Zoom n°34 : dépasser la « monnaie coloniale »

Aux derniers jours de 2019, il a été opéré un véritable coup de théâtre porté par le président français Emmanuel Macron lors de sa visite d'avant Noël à Abidjan. Avec le président ivoirien, Alassane Ouattara, il a annoncé la fin de la « monnaie coloniale », le franc CFA, dans toute la zone de l'Union économique et monétaire de l'Afrique de l'Ouest - huit pays: Bénin, Burkina Faso, Côte d'Ivoire, Guinée-Bissau, Mali, Niger, Sénégal et Togo. Une décision renversante, décidée entre MM Ouattara et Macron.

En fait, depuis un certain temps, on parle d'une nouvelle monnaie pour la zone, qui est examinée par les chefs d'État sous la pression du Ghana qui souhaiterait la relier au yuan chinois. Macron et Oauttara ont dégagé le pont. Ouattara a expliqué qu'il s'agit « d'une décision prise en toute souveraineté ». Le président français, plus pompeusement, a déclaré: « C'est en écoutant vos jeunes que j'ai voulu entamer cette réforme. Le franc CFA catalyse de nombreuses critiques de la France. Vos jeunes nous grondent pour une relation qu'ils jugent post-coloniale. Alors cassons les amarres ». Un premier signe d'un changement de politique française à l'égard des anciennes colonies et, aussi, un soutien clair au président ivoirien.

Dans son livre « Le franc CFA et l'euro contre l'Afrique », l’économiste Nicolas Agbohou décrit le franc CFA comme un « mécanisme de la répression monétaire des anciennes colonies africaines de la France ». Le maintien du Franc CFA, en...

d'autres termes : la camisole de force des pays africains enserrés dans la zone franc, est pour lui la première cause de la persistante misère, de l'humiliation permanente, du sous-développement devenu réalité minérale des pays d'Afrique francophone.

La globalisation des marchés financiers pour lui, est un fait. Rien ne sert de nier l'esclavage contemporain de l'Afrique. Les oligarchies politiques, raciales, religieuses, commerciales, financières et bancaires règnent sur le monde. Elles ont fait un monde à leur image et tant pis pour les victimes. L'oligarchie dispose du destin de la multitude. La masse anonyme des victimes subit impuissante sa propre agonie. Rien ne justifie l'inégalité vécue des êtres, sinon la brutale imbécillité d'une stratification sociale préexistant à leur naissance, sinon les idéologies discriminatoires, sinon les privilèges défendus avec violence.
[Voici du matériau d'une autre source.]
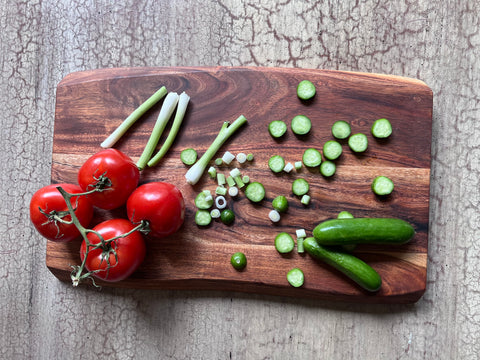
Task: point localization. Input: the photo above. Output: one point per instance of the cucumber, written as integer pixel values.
(356, 269)
(363, 231)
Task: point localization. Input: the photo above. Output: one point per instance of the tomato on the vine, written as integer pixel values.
(48, 211)
(113, 173)
(119, 258)
(159, 203)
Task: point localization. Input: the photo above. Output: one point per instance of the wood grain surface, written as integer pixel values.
(90, 105)
(44, 41)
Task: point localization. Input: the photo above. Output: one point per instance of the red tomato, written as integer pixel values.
(48, 205)
(159, 203)
(130, 251)
(114, 173)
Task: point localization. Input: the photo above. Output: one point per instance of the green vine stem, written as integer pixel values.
(78, 274)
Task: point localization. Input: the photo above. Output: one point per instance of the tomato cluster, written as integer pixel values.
(114, 248)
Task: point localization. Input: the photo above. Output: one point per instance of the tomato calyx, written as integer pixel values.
(108, 246)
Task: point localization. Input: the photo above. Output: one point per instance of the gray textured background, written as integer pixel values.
(435, 41)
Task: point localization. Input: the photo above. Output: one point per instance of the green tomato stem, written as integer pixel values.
(133, 117)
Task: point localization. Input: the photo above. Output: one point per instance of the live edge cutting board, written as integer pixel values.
(91, 104)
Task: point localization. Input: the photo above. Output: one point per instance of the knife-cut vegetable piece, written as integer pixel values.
(177, 122)
(255, 192)
(203, 217)
(312, 157)
(277, 128)
(358, 142)
(295, 277)
(188, 156)
(328, 168)
(133, 117)
(332, 150)
(300, 187)
(341, 129)
(305, 90)
(382, 185)
(301, 125)
(196, 171)
(284, 243)
(381, 128)
(166, 111)
(276, 163)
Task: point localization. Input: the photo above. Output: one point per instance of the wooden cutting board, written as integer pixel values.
(91, 104)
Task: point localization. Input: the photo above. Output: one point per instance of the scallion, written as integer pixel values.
(167, 109)
(195, 172)
(133, 117)
(183, 100)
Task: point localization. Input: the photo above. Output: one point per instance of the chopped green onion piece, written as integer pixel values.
(228, 157)
(274, 215)
(194, 174)
(238, 181)
(133, 117)
(280, 203)
(177, 122)
(166, 111)
(276, 163)
(212, 172)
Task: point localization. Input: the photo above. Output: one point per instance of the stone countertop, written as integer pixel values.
(435, 41)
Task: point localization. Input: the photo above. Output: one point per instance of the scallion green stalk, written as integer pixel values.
(195, 172)
(133, 117)
(166, 111)
(177, 122)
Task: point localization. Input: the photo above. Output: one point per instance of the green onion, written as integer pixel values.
(133, 117)
(167, 109)
(177, 122)
(195, 172)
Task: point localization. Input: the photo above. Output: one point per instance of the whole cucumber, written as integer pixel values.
(363, 231)
(356, 269)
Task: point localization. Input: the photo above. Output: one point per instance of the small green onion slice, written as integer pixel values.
(188, 156)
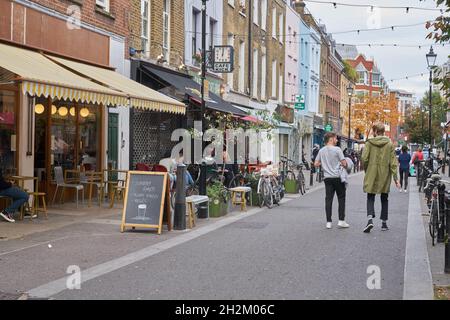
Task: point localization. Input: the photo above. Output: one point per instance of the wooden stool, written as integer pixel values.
(35, 209)
(242, 191)
(190, 202)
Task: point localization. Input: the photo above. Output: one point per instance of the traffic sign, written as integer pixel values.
(300, 102)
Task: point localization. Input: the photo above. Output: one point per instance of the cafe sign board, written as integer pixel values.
(147, 200)
(222, 59)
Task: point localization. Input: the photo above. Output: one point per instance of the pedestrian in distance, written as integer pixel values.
(18, 196)
(404, 159)
(417, 157)
(331, 159)
(380, 165)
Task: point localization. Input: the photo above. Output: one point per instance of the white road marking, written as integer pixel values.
(418, 283)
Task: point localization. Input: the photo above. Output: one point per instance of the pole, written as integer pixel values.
(447, 245)
(429, 119)
(180, 199)
(202, 210)
(349, 120)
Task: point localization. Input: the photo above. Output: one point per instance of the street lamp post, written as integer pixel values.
(350, 94)
(431, 61)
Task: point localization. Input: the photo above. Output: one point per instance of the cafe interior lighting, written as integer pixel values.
(39, 108)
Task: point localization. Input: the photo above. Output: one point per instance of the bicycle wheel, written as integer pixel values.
(301, 183)
(432, 225)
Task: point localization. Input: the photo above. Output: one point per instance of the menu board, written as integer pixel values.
(146, 200)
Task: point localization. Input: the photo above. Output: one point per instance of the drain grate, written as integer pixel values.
(250, 225)
(10, 296)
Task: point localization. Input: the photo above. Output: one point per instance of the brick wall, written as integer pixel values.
(235, 23)
(176, 31)
(275, 49)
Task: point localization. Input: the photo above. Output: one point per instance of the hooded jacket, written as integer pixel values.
(380, 165)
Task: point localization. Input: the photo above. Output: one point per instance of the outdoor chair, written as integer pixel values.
(60, 183)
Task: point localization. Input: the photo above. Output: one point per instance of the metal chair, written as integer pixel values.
(59, 177)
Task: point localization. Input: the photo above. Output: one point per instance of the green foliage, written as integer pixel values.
(440, 33)
(413, 123)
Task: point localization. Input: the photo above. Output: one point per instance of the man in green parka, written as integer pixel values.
(380, 165)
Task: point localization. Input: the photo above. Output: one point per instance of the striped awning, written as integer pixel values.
(62, 93)
(40, 76)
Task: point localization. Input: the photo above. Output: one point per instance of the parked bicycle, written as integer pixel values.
(288, 173)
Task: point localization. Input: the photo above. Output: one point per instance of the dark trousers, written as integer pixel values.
(404, 173)
(371, 206)
(334, 185)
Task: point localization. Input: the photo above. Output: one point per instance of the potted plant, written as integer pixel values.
(253, 183)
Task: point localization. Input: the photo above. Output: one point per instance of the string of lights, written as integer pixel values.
(372, 7)
(387, 80)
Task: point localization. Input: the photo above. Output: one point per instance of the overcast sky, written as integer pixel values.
(393, 62)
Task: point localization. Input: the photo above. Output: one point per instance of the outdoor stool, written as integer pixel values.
(241, 192)
(191, 201)
(35, 204)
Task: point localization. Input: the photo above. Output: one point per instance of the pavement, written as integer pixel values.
(282, 253)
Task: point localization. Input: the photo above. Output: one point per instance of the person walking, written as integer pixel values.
(404, 159)
(380, 165)
(331, 159)
(18, 196)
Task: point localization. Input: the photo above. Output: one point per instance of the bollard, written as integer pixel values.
(447, 245)
(180, 199)
(202, 208)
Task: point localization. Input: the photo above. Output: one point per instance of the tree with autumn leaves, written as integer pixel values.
(368, 110)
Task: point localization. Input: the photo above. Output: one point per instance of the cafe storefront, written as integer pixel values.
(54, 112)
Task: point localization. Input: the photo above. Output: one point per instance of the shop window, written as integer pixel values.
(7, 132)
(88, 137)
(74, 136)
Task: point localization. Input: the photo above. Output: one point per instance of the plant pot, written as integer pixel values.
(290, 186)
(255, 199)
(224, 207)
(215, 208)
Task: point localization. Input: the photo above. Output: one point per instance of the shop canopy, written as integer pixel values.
(40, 76)
(140, 96)
(68, 80)
(187, 86)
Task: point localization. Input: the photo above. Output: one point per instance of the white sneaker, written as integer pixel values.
(343, 224)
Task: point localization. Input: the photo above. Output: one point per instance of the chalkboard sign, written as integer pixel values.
(146, 200)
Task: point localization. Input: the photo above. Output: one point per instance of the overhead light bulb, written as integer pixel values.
(63, 111)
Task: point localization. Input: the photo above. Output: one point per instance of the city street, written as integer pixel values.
(283, 253)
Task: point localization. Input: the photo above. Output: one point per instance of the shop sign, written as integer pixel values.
(147, 199)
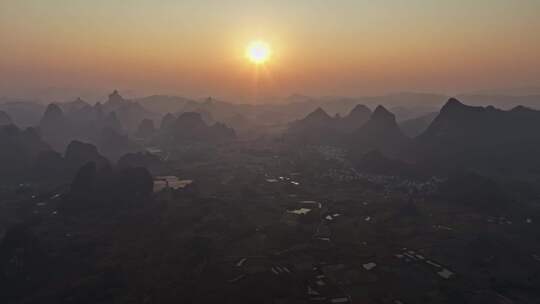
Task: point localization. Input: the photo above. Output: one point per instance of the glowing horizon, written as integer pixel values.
(318, 47)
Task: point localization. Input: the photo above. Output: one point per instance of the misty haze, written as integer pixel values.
(270, 152)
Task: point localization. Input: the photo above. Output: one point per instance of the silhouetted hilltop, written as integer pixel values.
(111, 122)
(113, 144)
(167, 121)
(358, 116)
(19, 149)
(56, 128)
(416, 126)
(78, 153)
(146, 129)
(129, 113)
(482, 137)
(380, 132)
(316, 128)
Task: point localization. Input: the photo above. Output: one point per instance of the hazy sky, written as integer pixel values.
(340, 47)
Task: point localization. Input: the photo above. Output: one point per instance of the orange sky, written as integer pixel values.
(196, 48)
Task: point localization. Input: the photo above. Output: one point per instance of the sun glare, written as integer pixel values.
(258, 52)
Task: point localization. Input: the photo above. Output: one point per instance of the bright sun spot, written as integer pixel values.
(258, 52)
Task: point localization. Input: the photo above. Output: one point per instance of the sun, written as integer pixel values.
(258, 52)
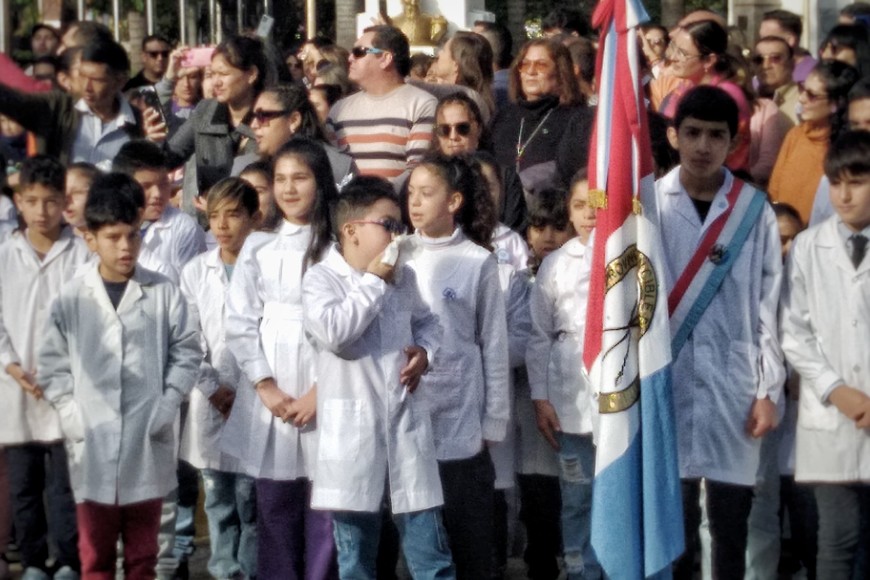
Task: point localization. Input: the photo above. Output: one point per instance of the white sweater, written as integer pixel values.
(555, 352)
(467, 389)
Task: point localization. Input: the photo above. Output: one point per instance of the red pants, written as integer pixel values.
(100, 525)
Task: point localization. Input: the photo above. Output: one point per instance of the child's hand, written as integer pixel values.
(25, 380)
(853, 403)
(418, 361)
(548, 422)
(304, 409)
(277, 401)
(223, 400)
(383, 271)
(762, 418)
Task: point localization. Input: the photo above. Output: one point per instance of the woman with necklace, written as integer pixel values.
(544, 132)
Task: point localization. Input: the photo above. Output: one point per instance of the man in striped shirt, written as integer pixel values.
(387, 126)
Agbohou appelle donc à la renaissance, à la revitalisation des mémoires, à l'insurrection des consciences. Quelles humiliations ne subissent-ils pas les Africaines et Africains de cette fin de millénaire !

Le changement de monnaie, qui s'appellera éco et devrait intervenir d'ici 2020, s'accompagnera de deux réformes techniques importantes: l'extinction du compte opérationnel déposé auprès de la Banque de France et le retrait des représentants français présents dans les organes de la Banque centrale des États de l'Afrique de l'Ouest. La monnaie conservera cependant une parité fixe avec l'euro et sa garantie de convertibilité sera toujours apportée par la Banque de France. Tout change car rien ne change.